Tatiana Vialle : Non bien sûr, il n’est pas innocent mais c’est la guerre elle-même qui en fait un coupable. Au départ, ce jeune homme n’a aucun instinct guerrier, il ne veut pas être mêlé à la guerre, il l’évite. C’est elle qui vient à lui, qui l’atteint et c’est ça qui va le mettre en état de guerre, le faire basculer et en faire un coupable.
Adel Hakim nous entraîne dans sa pensée. Il cherche à nous faire comprendre comment on peut devenir un bourreau. Il ne s’agit pas de l’excuser, d’atténuer sa culpabilité mais juste de constater que tous nous pourrions être à sa place. Ce qui m’intéresse dans le travail qu’on fait avec Swann, c’est de garder une part d’enfance, d’innocence, de naïveté, de douceur. J’aimerais que le spectateur en arrive à se poser la question : « Qu’aurais-je fait à sa place ? »


Swann Arlaud, vous êtes seul en scène, à qui vous adressez-vous ? À nous, public, à un monde imaginaire ?


Swann Arlaud : Oui, le texte est une adresse au public, comme ces personnes dans la rue qui argumentent, divaguent, insultent les gens qui passent devant eux, sans qu’on sache bien s’ils les voient. C’est un homme à l’arrêt, dans un lieu de passage, il s’adresse au monde mais à personne en particulier. Si l’on croise son regard, on se rend compte qu’il est ailleurs, il parle d’ailleurs, depuis un autre monde, la mort peut-être. Face à nous il tente de remettre sa mémoire en ordre, de retracer le fil de son existence. Parfois il se perd et se parle à lui-même.


Tatiana Vialle, comment la représenterez-vous, cette guerre ? Verrons-nous la guerre qu’il traverse, qui le hante ?


Tatiana Vialle : La guerre qui le hante est pour lui dans le passé, il raconte des faits qui ont eu lieu, il n’est pas au présent. Cette guerre, on la verra dans ses yeux, on l’imaginera à travers les mots qu’il prononce. Il me semble que toute représentation concrète viendrait amoindrir son discours. Et puis cette guerre, je l’aimerais universelle, le texte évoque la guerre du Liban mais il n’y a aucune référence précise. C’est peut-être une guerre qui n’a pas encore eu lieu, une guerre du futur. C’est ce qui m’a frappée en relisant le texte, sa modernité, mais aussi quelque chose qui semble prémonitoire, qui se rapproche de nous.
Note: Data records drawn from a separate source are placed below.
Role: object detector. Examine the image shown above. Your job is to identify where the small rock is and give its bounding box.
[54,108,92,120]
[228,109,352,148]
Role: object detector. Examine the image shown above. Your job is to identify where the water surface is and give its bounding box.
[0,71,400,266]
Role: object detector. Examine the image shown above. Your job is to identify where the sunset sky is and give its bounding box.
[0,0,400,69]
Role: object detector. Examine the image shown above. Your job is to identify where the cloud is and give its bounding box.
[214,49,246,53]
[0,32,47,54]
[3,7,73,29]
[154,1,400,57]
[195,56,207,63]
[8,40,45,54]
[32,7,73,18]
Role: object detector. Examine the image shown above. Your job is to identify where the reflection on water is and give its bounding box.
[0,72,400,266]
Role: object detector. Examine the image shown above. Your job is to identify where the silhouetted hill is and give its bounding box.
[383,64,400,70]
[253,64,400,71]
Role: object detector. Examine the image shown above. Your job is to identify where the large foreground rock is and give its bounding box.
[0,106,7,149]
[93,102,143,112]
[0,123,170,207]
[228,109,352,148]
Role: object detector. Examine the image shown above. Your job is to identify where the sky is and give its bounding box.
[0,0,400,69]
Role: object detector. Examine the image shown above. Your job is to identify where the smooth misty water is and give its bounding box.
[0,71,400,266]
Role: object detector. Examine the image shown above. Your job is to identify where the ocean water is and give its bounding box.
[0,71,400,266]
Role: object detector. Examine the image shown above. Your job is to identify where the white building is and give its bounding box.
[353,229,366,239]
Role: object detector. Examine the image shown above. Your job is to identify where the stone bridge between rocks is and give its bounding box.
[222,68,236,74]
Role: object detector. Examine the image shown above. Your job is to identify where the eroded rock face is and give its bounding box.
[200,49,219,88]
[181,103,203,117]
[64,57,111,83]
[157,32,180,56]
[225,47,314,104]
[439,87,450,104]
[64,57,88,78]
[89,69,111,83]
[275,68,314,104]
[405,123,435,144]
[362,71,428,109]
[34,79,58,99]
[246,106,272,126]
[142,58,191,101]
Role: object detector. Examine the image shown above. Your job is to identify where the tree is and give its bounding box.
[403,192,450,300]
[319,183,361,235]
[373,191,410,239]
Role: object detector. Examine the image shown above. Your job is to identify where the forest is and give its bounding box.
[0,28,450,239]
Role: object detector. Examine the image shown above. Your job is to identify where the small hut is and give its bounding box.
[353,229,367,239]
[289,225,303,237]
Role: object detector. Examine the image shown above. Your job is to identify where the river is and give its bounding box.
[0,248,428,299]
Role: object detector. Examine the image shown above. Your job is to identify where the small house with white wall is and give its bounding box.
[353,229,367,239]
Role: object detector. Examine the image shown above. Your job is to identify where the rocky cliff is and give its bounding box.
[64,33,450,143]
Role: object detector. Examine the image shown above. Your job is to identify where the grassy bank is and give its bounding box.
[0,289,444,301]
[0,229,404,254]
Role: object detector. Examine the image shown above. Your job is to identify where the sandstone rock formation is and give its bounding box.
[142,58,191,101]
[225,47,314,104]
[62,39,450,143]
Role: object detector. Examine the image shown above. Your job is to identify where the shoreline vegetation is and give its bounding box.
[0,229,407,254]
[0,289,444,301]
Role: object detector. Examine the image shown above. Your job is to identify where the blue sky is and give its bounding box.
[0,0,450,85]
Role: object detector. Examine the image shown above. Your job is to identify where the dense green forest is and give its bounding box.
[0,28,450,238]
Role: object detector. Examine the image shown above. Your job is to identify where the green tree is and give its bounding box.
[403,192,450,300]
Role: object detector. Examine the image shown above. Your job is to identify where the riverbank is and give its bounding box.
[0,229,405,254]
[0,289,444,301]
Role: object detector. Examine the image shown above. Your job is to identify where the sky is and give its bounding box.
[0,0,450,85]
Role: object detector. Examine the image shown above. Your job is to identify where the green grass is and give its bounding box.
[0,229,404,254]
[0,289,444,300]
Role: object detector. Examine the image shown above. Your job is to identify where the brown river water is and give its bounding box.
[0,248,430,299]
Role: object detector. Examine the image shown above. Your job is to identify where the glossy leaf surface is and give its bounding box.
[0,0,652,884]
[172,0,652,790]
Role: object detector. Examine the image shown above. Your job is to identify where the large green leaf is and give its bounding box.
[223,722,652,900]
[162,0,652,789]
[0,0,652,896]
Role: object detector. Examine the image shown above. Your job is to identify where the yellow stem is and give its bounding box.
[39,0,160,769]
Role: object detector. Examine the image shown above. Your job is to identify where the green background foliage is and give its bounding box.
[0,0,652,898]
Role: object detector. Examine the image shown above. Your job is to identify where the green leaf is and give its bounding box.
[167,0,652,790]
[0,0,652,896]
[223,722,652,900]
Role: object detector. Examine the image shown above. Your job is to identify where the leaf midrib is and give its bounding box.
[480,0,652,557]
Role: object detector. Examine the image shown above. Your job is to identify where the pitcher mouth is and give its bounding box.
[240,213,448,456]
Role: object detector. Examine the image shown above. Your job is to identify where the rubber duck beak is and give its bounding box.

Swann Arlaud, que lui est-il arrivé, quelle est cette guerre dont il parle ? Où a-t-elle lieu et quand ?


Swann Arlaud : Il a perdu sa femme, elle a été violée et tuée sous ses yeux. Il a commencé à croire, il est entré dans le combat. La guerre qui a largement inspiré ce texte, c’est celle du Liban, de 75 à 90. Mais telle qu’elle est écrite, la pièce parle de n’importe quelle guerre, ce pourrait être ici dans 5 ou 10 ans à peine... Ce pourrait être aujourd’hui, quelque part sur la terre.